Earlier this month, the Speaker announced a Federation Council initiative to curtail the power of federal organs in regional governments, redelegating responsibilities to local authorities. In addition to shutting down federal offices, the Speaker has also pushed for increasing tax benefits for regional governments, criticizing the center for taking too big a share of much-needed local taxes.
And yet in all of this, Matviyenko has been toeing a delicate line between expanding regional autonomy via the Federation Council and maintaining Moscow’s federal authority. At a meeting with President Medvedev on October 17, she called on the importance of distributing federal power to local governments only in areas where they would be most effective. At this meeting, she is quoted saying, “We will not govern on the principle of ‘take as much power as you want’” – a clear reference and rejection of the tumultuous 1990s, when then-President Yeltsin told regional governments and republics to “take as much sovereignty as you can stomach.”
The push for decentralizing Russia’s center-strong government has been a political question since its beginning in 1991. All of which has yielded little to no progress. And considering Vladimir Putin’s almost certain return as the next President, the prospects of central authority yielding to greater regional independence remains grim. So how does one view the decentralization efforts of Matviyenko? Matviyenko’s attempts to strengthen a traditionally unimpressive and nominally empowered upper chamber are significant endeavors. However, her push is still under the blessing and auspices of the very power it is seeking to fight: the center. Perhaps what compromises the Speaker’s work even more is the recent Kremlin initiative called “Big Government.” Rolled out by President Medvedev last month, the “Big Government” program and its accompanying 80-person committee are widely perceived as his first act as the future Prime Minister.
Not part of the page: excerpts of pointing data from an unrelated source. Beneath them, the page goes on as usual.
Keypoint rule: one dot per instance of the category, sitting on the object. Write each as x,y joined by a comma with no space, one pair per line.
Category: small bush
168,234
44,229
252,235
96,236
The President details this program as a broad coalition of Russia’s civil society, federal and regional government organs, and commercial representatives. This broad cooperation would work with the ruling party – United Russia – in enacting reform and change to Russian society and economy. The details are still vague about this “Big Government” committee, but its mission seems to counter the parallel effort of decentralization. While Speaker Matviyenko may be pushing for more regional independence, it appears that the soon-to-be Prime Minister Medvedev is increasing their political and policy dependence.
With the Duma elections next month and the Presidential elections in just four months, Russian leadership is bound to experience major changes. Especially with the recent poll coming out of predicting that the United Russia Party will lose its constitutional majority in the Duma, the future of Matviyenko’s decentralization project and even its genuineness remains uncertain at best.